Le choix du bénéficiaire détermine le type de la donation

La donation peut être faite en faveur d’un héritier tel qu’un enfant mais également au profit d’un tiers. Elle se détermine selon la qualité du bénéficiaire. La donation par préciput permet d’avantager celui qui en est bénéficiaire mais l’inconvénient est de devoir potentiellement indemniser les héritiers lors de la succession. Il est préférable de choisir une donation-partage afin de léguer le bien de façon équitable, surtout en cas de fratrie. La donation avec réserve d’usufruit est avantageuse pour le donateur qui conserve l’usufruit et apporte des avantages fiscaux au donataire.

Qui bénéficie des abattements fiscaux lors d’une donation ?

Pour bénéficier des avantages fiscaux, il est conseillé de verser régulièrement une somme s’élevant à 100 000 euros maximum. Lors d’une donation à un enfant, il s’agit du montant de l’abattement fiscal, montant sur lequel aucun droit de donation n’est dû. Celui-ci est renouvelé tous les quinze ans et il est défini selon le degré de parenté. Il est recommandé de ne jamais transmettre sa résidence principale car en cas de difficulté financière, l’accord du donataire pour la vente est nécessaire et il peut s’y opposer.

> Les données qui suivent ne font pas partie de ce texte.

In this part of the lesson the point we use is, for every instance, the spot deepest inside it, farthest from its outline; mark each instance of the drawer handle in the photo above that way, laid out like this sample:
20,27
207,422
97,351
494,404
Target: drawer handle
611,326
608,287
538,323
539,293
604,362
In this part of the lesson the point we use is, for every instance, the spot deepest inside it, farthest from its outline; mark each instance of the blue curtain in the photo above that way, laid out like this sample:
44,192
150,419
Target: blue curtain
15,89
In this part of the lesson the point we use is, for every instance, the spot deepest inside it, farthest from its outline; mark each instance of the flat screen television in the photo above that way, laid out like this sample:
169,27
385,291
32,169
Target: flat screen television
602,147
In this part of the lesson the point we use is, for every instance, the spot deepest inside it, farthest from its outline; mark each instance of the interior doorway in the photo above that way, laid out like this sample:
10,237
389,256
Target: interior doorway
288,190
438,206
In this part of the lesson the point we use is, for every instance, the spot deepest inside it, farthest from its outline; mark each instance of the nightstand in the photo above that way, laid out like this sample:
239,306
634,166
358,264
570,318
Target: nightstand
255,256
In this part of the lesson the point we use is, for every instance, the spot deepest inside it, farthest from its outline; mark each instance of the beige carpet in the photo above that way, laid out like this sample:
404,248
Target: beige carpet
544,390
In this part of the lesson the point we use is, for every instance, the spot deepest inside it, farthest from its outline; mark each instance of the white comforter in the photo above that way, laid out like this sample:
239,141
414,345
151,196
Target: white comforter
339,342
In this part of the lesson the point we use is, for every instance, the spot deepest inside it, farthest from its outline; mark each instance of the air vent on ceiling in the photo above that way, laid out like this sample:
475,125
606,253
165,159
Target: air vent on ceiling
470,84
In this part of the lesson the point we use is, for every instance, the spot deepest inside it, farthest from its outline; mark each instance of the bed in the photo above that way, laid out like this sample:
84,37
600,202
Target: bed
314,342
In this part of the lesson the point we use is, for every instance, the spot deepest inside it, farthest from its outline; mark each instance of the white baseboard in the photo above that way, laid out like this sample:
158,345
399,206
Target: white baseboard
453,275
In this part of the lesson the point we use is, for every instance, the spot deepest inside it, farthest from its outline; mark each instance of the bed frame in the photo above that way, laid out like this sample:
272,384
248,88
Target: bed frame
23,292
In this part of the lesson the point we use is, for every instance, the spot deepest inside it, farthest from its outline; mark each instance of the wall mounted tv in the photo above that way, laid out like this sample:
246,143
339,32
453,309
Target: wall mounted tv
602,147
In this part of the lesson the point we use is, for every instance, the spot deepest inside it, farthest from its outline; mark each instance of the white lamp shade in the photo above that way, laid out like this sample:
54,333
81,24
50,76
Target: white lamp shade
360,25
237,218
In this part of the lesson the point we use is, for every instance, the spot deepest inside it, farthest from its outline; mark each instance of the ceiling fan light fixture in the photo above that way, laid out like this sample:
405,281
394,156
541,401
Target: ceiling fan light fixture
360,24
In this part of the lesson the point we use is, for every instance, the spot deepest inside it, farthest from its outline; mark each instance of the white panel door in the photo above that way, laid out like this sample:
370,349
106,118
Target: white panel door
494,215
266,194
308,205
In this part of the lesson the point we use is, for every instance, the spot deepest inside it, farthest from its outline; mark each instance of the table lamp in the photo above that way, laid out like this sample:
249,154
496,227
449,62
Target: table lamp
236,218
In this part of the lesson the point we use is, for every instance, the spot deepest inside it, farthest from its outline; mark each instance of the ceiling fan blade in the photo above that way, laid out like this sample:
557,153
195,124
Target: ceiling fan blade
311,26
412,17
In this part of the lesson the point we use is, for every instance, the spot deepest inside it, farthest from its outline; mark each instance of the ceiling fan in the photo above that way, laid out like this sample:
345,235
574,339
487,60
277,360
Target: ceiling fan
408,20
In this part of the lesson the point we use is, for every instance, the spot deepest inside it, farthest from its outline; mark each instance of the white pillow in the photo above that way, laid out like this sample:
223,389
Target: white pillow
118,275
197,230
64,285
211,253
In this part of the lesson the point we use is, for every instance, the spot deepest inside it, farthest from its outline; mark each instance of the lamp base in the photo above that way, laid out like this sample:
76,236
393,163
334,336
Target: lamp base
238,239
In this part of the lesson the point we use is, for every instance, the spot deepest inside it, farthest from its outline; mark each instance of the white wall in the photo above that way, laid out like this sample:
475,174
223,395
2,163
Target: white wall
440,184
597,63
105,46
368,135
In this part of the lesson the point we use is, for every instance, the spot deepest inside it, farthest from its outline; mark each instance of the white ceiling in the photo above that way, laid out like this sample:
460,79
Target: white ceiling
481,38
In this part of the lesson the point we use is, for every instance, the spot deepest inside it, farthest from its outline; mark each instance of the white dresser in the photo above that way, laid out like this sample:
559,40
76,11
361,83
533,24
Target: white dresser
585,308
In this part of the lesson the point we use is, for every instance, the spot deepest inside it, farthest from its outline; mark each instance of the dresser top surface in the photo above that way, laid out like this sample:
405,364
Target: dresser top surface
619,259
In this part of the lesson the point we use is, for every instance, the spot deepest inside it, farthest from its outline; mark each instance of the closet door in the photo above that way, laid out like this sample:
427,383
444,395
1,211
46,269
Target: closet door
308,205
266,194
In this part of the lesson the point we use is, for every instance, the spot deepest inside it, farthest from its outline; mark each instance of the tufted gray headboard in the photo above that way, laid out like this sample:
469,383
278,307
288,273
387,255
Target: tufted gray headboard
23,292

Le donateur reste-t-il le bénéficiaire des loyers du patrimoine ?

Contrairement à la pleine propriété, Le démembrement de propriété est un procédé qui consiste à donner la nue-propriété et conserver l’usufruit. Concrètement le donateur a le droit d’occuper ou de percevoir les loyers du bien immobilier. Comme dans une relation propriétaire/locataire, les charges sont réparties. Le bénéficiaire se charge des gros travaux et le donateur des réparations mineures, ainsi que des charges fiscales ou de copropriété. Il a la possibilité de prendre en charge l’ensemble des coûts mais cette information doit être signifiée dans l’acte notarié.

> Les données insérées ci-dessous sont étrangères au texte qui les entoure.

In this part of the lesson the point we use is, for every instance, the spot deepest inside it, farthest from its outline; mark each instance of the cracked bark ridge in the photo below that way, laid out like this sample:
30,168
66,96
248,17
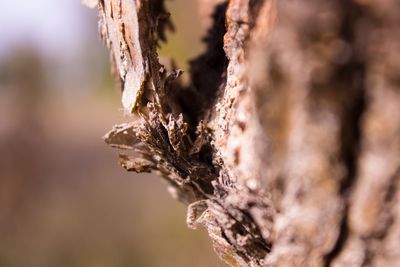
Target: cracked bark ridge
286,144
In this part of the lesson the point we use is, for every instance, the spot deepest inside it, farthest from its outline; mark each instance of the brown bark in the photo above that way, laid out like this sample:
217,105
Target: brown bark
286,145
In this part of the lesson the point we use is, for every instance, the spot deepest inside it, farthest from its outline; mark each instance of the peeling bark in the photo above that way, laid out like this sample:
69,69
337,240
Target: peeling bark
286,144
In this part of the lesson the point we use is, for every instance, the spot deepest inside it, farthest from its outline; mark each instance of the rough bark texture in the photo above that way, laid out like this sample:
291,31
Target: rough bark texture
286,145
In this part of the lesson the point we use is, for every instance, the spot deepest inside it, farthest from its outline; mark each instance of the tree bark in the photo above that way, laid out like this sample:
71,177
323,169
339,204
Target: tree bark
286,144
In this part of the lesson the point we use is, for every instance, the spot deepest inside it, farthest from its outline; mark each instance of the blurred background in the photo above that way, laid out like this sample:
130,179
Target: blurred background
64,201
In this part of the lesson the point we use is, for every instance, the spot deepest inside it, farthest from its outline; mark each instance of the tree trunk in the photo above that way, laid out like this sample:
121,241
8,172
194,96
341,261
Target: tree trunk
286,144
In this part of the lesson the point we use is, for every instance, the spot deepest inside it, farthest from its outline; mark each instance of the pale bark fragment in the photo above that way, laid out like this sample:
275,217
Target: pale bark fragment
286,146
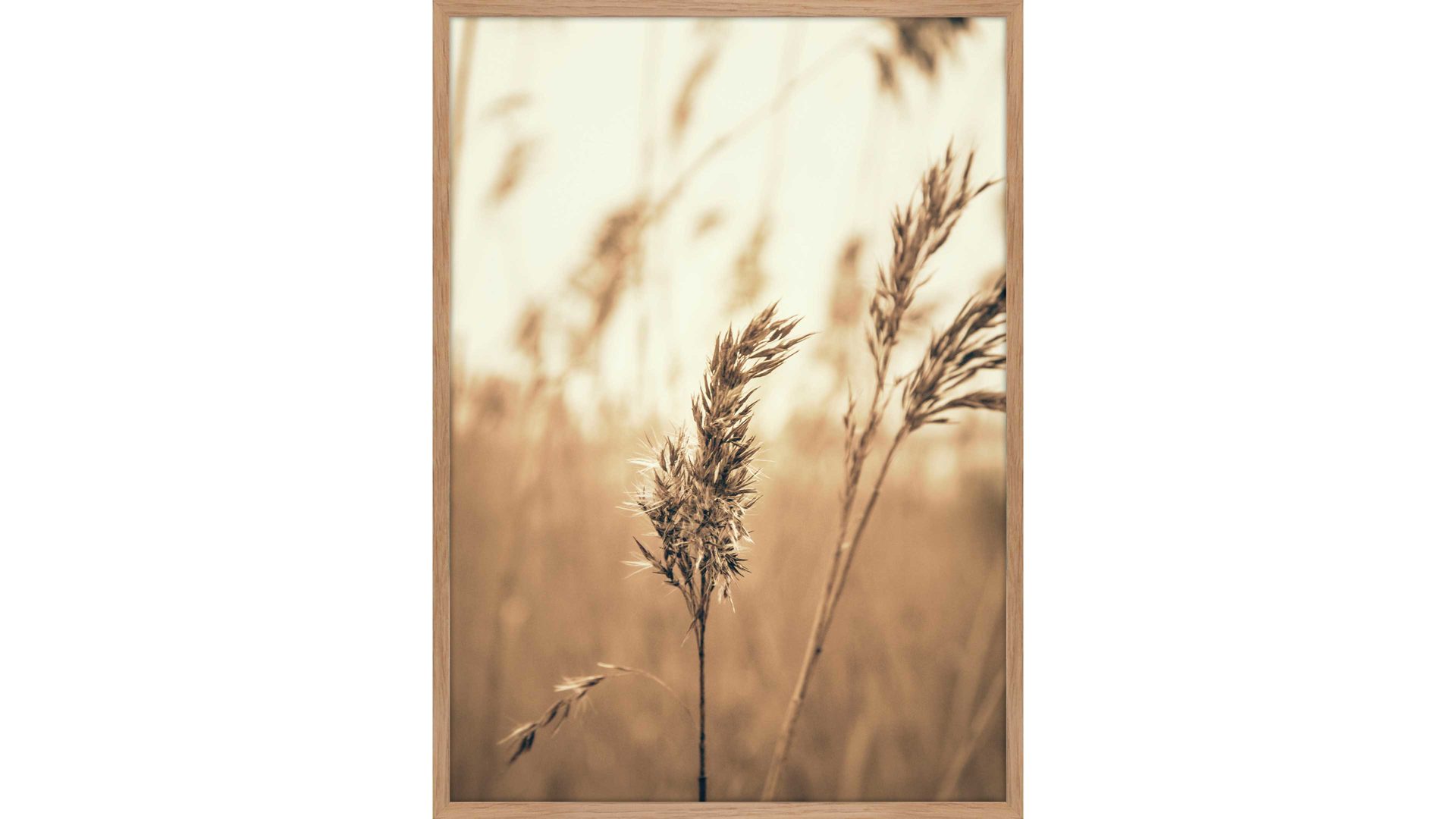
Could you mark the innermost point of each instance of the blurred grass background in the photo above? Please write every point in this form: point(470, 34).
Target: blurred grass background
point(909, 700)
point(582, 312)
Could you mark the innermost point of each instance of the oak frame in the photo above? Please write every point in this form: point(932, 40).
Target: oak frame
point(1008, 9)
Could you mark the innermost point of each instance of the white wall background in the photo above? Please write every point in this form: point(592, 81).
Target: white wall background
point(215, 452)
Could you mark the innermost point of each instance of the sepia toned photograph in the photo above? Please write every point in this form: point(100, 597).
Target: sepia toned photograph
point(727, 496)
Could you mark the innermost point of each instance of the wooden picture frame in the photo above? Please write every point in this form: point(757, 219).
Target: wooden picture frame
point(447, 9)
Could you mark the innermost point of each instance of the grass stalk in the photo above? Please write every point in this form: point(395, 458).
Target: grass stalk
point(971, 344)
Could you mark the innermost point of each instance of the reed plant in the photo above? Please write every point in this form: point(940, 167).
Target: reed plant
point(929, 394)
point(698, 487)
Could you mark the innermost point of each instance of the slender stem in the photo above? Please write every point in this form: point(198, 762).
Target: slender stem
point(823, 617)
point(702, 717)
point(460, 91)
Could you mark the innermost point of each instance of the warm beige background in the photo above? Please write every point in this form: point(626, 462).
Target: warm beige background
point(564, 123)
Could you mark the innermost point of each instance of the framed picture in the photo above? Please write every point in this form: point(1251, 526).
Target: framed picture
point(727, 431)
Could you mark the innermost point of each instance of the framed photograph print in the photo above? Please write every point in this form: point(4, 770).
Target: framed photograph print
point(727, 435)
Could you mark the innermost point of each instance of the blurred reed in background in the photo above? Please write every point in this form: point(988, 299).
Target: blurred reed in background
point(585, 302)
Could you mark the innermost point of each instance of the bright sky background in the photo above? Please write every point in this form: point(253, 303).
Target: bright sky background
point(599, 91)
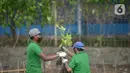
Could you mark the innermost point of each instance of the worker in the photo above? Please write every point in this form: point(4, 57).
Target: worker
point(35, 53)
point(79, 62)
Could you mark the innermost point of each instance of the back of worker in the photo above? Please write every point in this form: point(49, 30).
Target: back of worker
point(80, 63)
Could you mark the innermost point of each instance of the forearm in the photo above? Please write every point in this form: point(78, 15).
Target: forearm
point(51, 57)
point(48, 57)
point(69, 53)
point(67, 67)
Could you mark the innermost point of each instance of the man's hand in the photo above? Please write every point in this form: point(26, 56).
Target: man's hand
point(64, 60)
point(61, 54)
point(64, 48)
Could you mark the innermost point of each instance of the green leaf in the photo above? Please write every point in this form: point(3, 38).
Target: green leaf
point(3, 10)
point(40, 4)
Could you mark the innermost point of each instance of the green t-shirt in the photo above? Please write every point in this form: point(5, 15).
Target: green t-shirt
point(33, 62)
point(80, 63)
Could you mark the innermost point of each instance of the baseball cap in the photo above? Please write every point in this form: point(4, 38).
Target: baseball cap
point(34, 32)
point(78, 45)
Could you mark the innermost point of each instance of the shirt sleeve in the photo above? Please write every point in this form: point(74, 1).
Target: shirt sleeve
point(72, 63)
point(37, 49)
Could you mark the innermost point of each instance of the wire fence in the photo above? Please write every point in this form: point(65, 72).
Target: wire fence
point(99, 26)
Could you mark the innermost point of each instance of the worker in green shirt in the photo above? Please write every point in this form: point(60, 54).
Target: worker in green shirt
point(35, 53)
point(79, 62)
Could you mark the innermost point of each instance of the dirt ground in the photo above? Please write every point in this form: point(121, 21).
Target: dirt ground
point(98, 69)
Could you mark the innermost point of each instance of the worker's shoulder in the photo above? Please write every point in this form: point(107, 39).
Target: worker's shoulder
point(32, 44)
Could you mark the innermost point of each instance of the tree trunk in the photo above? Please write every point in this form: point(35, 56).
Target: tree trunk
point(12, 28)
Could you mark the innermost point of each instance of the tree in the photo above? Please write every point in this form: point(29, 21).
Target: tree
point(15, 13)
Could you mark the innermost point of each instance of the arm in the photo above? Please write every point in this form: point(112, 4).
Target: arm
point(67, 67)
point(49, 57)
point(67, 51)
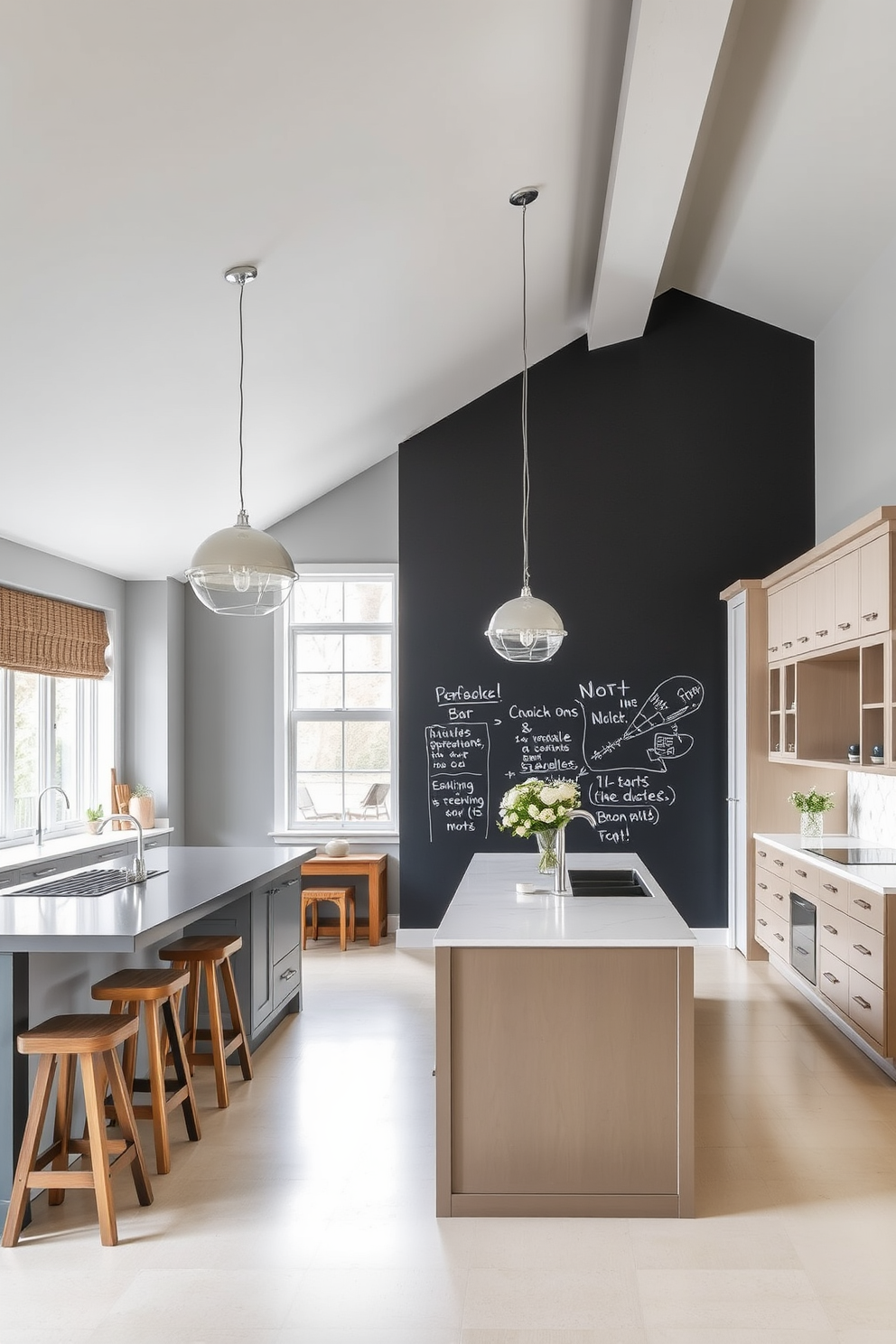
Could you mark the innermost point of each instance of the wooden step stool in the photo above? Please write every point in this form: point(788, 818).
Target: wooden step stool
point(341, 897)
point(201, 955)
point(90, 1039)
point(126, 991)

Peut-on révoquer un acte notarié de donation ?

Une fois signé, l’acte notarié de donation est en principe irrévocable. Sous certaines conditions, la révocation est possible, notamment si la preuve de l’ingratitude du bénéficiaire est avérée. Toutefois ce sont des cas rares et difficiles à prouver. D’autres motifs existent comme l’inexécution des charges, celles-ci doivent être précisées sur l’acte, ou la clause de retour, en cas de prédécès du bénéficiaire. Lors de donation entre époux, si aucun contrat de mariage n’est établi, le donateur peut la révoquer de son seul fait ou dans le cadre d’un divorce.